Bunun karşısında,süreklilik gösteren, bir defa verildiği yahut icra edildiği zaman değiştirilemeyen antlaşmalar ekonomik ve ticari antlaşmalardır.Bu tip antlaşmalar, devletlerin yapılarına göre, bir taraf aleyhine olmak üzere daima değişim arzeder. Buna en iyi örnek, Osmanlı Devletinin Avrupa devletleriyle yaptığı ekonomik ve ticarî antlaşmalardır.
İlkin kapitülasyonlar olarak karşımıza çıkan bu ticarî antlaşmalar, XVIII. yüzyıla gelindiğinde,bütünüyle Osmanlı Devleti aleyhine olarak gelişmiş, sonuçta devleti bir açık pazar haline getirmişti. Bu olumsuz gelişmeler sonucu,Batılı kapitalist devletlerden borç almak zorunda bırakılan Osmanlı Devleti, nihayet tekerrür eden bu borçlar altında ezilerek, hızlı bir çöküş sürecine girmiştir.

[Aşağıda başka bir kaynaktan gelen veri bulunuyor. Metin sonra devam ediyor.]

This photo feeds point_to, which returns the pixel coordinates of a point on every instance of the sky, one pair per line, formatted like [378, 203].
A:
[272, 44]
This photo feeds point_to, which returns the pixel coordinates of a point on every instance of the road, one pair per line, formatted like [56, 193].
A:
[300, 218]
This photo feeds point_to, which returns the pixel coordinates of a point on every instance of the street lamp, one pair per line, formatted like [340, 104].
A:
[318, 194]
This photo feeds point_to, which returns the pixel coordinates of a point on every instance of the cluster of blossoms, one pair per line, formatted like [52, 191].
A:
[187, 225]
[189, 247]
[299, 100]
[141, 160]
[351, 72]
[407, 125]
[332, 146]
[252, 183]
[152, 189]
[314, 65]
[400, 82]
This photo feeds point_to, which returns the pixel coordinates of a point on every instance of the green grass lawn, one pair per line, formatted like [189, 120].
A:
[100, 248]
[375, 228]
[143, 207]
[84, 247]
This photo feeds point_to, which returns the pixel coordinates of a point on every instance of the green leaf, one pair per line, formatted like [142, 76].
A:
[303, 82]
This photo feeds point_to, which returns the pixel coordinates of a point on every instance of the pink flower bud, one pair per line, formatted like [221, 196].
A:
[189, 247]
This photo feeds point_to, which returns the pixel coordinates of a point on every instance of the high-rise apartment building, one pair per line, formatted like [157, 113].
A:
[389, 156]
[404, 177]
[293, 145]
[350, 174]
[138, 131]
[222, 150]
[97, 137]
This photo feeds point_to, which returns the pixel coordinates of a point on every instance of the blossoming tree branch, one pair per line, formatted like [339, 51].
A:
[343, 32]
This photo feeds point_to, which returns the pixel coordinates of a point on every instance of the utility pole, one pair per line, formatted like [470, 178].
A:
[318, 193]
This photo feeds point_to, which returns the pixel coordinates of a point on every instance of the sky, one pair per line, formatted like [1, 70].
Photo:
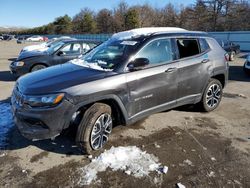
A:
[33, 13]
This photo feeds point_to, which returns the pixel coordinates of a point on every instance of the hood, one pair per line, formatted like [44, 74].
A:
[56, 78]
[29, 54]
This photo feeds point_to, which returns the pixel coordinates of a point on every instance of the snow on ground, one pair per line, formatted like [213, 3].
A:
[131, 160]
[6, 123]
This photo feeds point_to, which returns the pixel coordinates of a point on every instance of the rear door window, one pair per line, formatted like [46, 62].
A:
[188, 47]
[203, 45]
[157, 52]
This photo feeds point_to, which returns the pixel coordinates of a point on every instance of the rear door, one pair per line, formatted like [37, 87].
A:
[194, 68]
[154, 86]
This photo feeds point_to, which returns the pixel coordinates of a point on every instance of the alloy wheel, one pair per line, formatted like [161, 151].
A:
[101, 131]
[213, 95]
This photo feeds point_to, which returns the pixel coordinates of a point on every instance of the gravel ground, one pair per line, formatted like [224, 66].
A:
[200, 149]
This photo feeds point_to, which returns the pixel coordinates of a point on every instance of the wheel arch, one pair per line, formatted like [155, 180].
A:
[118, 110]
[221, 78]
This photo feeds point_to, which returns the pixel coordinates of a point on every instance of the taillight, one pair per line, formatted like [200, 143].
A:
[226, 56]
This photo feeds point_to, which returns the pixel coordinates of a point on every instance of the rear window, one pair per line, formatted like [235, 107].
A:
[187, 47]
[203, 45]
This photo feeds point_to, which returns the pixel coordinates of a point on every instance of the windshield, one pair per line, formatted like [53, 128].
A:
[53, 48]
[111, 53]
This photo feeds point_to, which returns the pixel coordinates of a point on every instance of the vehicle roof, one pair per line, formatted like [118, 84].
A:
[153, 31]
[81, 40]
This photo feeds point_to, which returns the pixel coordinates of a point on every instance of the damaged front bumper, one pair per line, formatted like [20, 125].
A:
[42, 123]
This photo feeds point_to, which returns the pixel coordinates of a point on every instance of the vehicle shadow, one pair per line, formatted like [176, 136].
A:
[236, 73]
[63, 144]
[6, 76]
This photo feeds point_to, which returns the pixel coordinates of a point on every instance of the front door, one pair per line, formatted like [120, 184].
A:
[66, 53]
[155, 86]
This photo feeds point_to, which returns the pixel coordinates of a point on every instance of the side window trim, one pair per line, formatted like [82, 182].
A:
[178, 51]
[158, 64]
[207, 50]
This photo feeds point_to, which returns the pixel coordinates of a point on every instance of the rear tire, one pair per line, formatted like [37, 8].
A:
[94, 128]
[212, 95]
[247, 71]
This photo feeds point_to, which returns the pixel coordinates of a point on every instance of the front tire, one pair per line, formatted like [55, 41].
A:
[95, 127]
[232, 55]
[37, 67]
[212, 95]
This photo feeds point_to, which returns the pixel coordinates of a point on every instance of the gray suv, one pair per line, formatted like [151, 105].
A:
[132, 75]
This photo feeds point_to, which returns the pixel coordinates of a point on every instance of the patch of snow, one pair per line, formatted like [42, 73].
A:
[213, 159]
[180, 185]
[81, 62]
[157, 145]
[131, 160]
[2, 154]
[6, 123]
[128, 172]
[211, 174]
[144, 31]
[188, 162]
[164, 169]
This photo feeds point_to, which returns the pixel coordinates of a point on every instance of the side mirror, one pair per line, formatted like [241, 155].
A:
[138, 64]
[61, 53]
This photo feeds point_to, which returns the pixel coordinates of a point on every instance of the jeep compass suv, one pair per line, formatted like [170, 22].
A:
[132, 75]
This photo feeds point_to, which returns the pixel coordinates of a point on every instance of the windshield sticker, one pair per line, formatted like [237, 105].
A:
[130, 43]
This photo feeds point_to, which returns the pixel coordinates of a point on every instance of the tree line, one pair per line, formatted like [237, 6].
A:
[203, 15]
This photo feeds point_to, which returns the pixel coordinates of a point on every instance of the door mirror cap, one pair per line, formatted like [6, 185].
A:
[61, 53]
[138, 64]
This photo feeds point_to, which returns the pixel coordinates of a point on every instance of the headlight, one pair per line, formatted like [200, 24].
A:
[248, 60]
[43, 101]
[19, 63]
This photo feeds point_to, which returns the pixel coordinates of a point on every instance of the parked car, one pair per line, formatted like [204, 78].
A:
[58, 54]
[132, 75]
[247, 65]
[35, 38]
[229, 47]
[21, 39]
[8, 37]
[45, 39]
[45, 45]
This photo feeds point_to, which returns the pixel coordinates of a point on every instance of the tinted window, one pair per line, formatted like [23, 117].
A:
[85, 47]
[158, 51]
[71, 49]
[203, 45]
[187, 47]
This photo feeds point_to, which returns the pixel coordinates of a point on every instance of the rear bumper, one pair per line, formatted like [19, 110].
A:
[38, 124]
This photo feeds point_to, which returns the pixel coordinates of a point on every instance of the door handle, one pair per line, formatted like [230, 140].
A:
[205, 60]
[171, 69]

Osmanlı Devleti’nin güçlü olduğu dönemlerde, bu ticaret antlaşmalarının devlet bünyesine olumsuz bir etkisi olmamış, fakat siyasal ve ekonomik zaaf dönemlerinde devletin çöküşüne büyük ivmeler kazandırmıştır.
Alınan bu borçlar,İmparatorluğun tarih sahnesinden silinmesinden sonra bile problem olmaya devam etmiş, bu imparatorluktan toprak alan devletler, özellikle Osmanlı borçlarının yüzde yetmişinin kendisine yüklendiği Türkiye Cumhuriyeti, uzun bir süre bu borçlarla uğraşmak zoruna kalmıştır.
Kitabın “Giriş“bölümünde devlet borçlanması konusunda genel bir bilgi verdik. Yaptığımız çalışma esnasında, konu ile ilgili olarak yazılan belli başlı kaynaklar gözden geçirilmiştir. Ayrıca konu yalnızca mâlî açıdan ele alınmamış,hukukî ve iktisadî yönlerine de temas edilmiştir.
Osmanlı Devleti’nin çöküşünün en büyük etkenlerinden biri olup, Türkiye Cumhuriyetininde omuzlarında 30 yıl kadar bir yük oluşturan Osmanlı Dış Borçları konuya ilgi duyanlara bir açılım getirebilmişse,amacına ulaşmış olacaktır.